The Radko/Blown Glass Christmas Tree


The Blown Glass Christmas Tree
The Blown-glass Christmas tree, next to my childhood dollhouse, in the front room.


Thin tinsel strands, white lights, and vintage glass bulbs...


view from front room (the "front")
view from living room (the "back")
       Afraid of toddlers with their adventurous spirit and wandering fingers, the Radko ornament and blown glass Christmas tree was placed out in the front room, so we can see it through the window, but the girls don't have finger access to it.  I tried to put my favorites on the "back" of the tree so I could see those ornaments from the living room, but I also put my vintage bulbs on the front of the tree so a colorful bonanza of bulbs greets you from the front door.  Thin tinsel garland also decks the tree and antique toys surround its bottom.  Eventually, as I collect more blown glass ornaments (and as long as I'm attracted to the image, I don't care whether it's a dollar store ornament, a vintage find, or a pricey Radko--I love them all), I hope to make the figural blown glass ornaments the focus of my main living room tree (right now that tree is all white).
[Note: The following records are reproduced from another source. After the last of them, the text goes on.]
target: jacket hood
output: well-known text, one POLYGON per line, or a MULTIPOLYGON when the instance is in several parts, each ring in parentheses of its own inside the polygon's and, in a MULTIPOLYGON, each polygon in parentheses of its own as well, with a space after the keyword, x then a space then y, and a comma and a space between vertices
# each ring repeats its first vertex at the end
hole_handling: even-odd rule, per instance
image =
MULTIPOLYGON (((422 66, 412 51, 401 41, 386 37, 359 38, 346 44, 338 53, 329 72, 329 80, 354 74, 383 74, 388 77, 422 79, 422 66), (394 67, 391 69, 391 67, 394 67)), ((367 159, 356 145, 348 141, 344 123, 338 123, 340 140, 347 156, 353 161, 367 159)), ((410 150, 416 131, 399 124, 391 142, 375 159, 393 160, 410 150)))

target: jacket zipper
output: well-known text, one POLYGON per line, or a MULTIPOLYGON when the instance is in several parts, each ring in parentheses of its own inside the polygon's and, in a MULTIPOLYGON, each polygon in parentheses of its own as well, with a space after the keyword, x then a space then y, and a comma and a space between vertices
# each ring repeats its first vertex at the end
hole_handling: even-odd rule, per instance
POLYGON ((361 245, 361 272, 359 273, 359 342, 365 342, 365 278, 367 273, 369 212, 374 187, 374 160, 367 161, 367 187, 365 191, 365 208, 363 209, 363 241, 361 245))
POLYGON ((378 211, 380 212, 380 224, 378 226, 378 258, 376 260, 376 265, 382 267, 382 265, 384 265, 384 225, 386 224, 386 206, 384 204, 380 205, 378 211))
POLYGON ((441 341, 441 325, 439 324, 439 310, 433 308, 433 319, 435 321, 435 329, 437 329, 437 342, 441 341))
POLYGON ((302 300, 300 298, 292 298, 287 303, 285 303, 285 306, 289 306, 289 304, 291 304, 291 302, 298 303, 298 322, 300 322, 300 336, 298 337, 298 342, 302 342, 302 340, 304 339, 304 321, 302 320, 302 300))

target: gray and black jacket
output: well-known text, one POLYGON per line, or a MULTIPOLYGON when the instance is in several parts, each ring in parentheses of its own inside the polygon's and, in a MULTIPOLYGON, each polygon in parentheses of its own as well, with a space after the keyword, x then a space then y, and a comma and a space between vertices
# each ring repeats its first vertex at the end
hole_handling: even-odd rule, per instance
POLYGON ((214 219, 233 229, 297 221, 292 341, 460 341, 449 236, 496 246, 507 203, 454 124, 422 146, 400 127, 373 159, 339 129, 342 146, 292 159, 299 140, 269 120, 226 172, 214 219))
The Gold & Red Sacred Tree


The Golden Christmas Tree
 
Fontanini creche and the Golden Sacred Tree



 
      Nestled in the corner of our living room, stands our almost-gaudy, antique-gold tinsely Christmas tree.  First I added golden vintage bulbs to it and a few gold-leafed ornaments that tended to be sacred: wise men, angels, stars.  Having unearthed my red bulbs from the to-be-unpacked pile of boxes from storage (they are from previous years when I had an all-crimson Christmas tree in my bedroom), I added those for a slight zip of color.  I did add a few non-all-gold ornaments such as my large tin wise men and some of the White House ornaments, but they are mostly golden.  Since it was a tree decked in sacred images, I placed the Fontanini manger scene underneath.  Liliana and Vera Rose are allowed to play with any of the shepherds and sheep but the rest is off limits or the creche would be pure chaos all the time!
 
       Our fireplace is right next to the golden tree so I extended the golden theme by placing golden fruit (purchased in a Paris department store), a golden-filigreed Limoges bowl, gold-leafed frames that hold the original print from some of our previous Christmas cards, and a favorite gold and porcelain Mary with Christ Child ornament amongst the fir on the mantle.

The Pink Dolly Tree

Pink Bulbs and Porcelain Dolls




       One of our entry Christmas trees is an artificial tree covered in silver tinsel and snowflake garland, pale pink bulbs, topped with a porcelain-headed angel, and decked with my childhood collection of 1980's era Jan Hagara porcelain ornaments of little boys and girls holding their toys and dollies.  Once Jan Hagara changed religions and no longer celebrated Christmas, production of the ornaments stopped (at least that is the story I was told), but my fondness for the ornaments is still going strong--partly because I remember how gorgeous I thought they were as a young child!